We’re back with Jon Wilson’s fine book, Why Church Matters: Worship, Ministry, and Mission in Practice — and this week we look at another chp on worship and it is about the significance of the Trinity for worship. Good topic.
Does the Trinity really matter to your church? to you? Is this something we confess but not something that really does make a difference? Many theologians today would say most Christians are either functional deists — God is out there somewhere and we hope he shows up — or functional tri-theists — there are really three gods: Father, Son, and Spirit. Have we thought about this sufficiently? Jon Wilson points us to Roger Olson, Chris Hall, The Trinity. I’ve not seen the book; I shall.
Wilson’s focus in this chp is to delineate the two primary traditions about the Trinity — the Western and the Eastern. Good. And to show how each shapes worship. Better.
And the Western tradition, ever following the trails charted by Augustine, has focused on the oneness-in-the-threeness. This “rule of oneness” puts to shame our tendency to see the majesty in the Father, the friendliness in the Son, and the emotional in the Spirit. God is not divided against Godself (this expression avoids the “him” in “himself”). This division of labor approach to the Trinity is called the “economical” Trinity.

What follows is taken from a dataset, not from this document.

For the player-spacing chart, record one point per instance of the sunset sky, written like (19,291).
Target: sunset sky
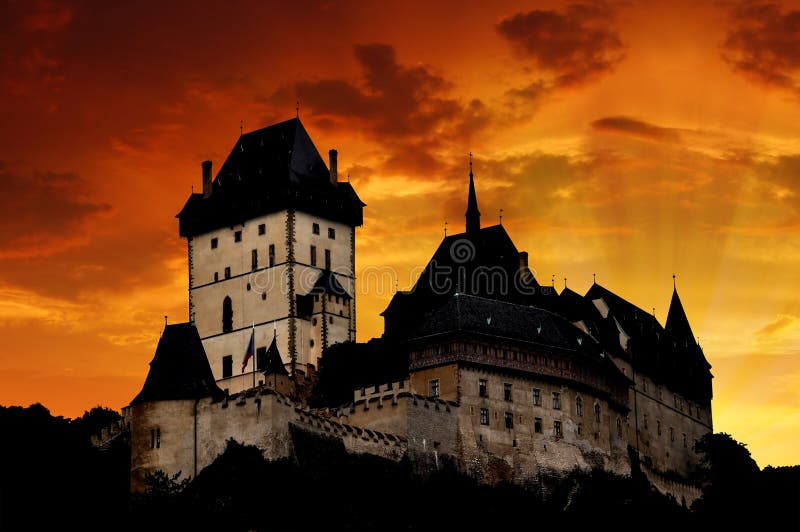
(633,140)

So, what about worship? He makes two points: first, Father, Son and Spirit are Trinitarian language. To convert this to Creator, Redeemer, and Sanctifier divides the persons of the Trinity against the Godself and turns the Trinity into a discrete and divisive division of labor within God.
The Eastern tradition, ever following the early lead of John of Damascus, has focused on the threeness-in-the-oneness. So, the focus is on the “social” Trinity (vs. the economical Trinity). God is a family or a communion of persons in the Eastern tradition — where there is a dynamic life of mutual glorification and mutual love of one another.
So, what about worship? If God is glorifying within the Godself, then worship is participation in the Father’s, Son’s, and Spirit’s worship or it is not good worship at all. And, if God is ushering us into that very presence of threeness-in-oneness of never ending glorifying and loving, is not simply what we offer to God but what God is offering to the Godself!
Think about it — we are summoned into the glorious praise and intimate love of God. Now, that ought to get our weekend off on a right note!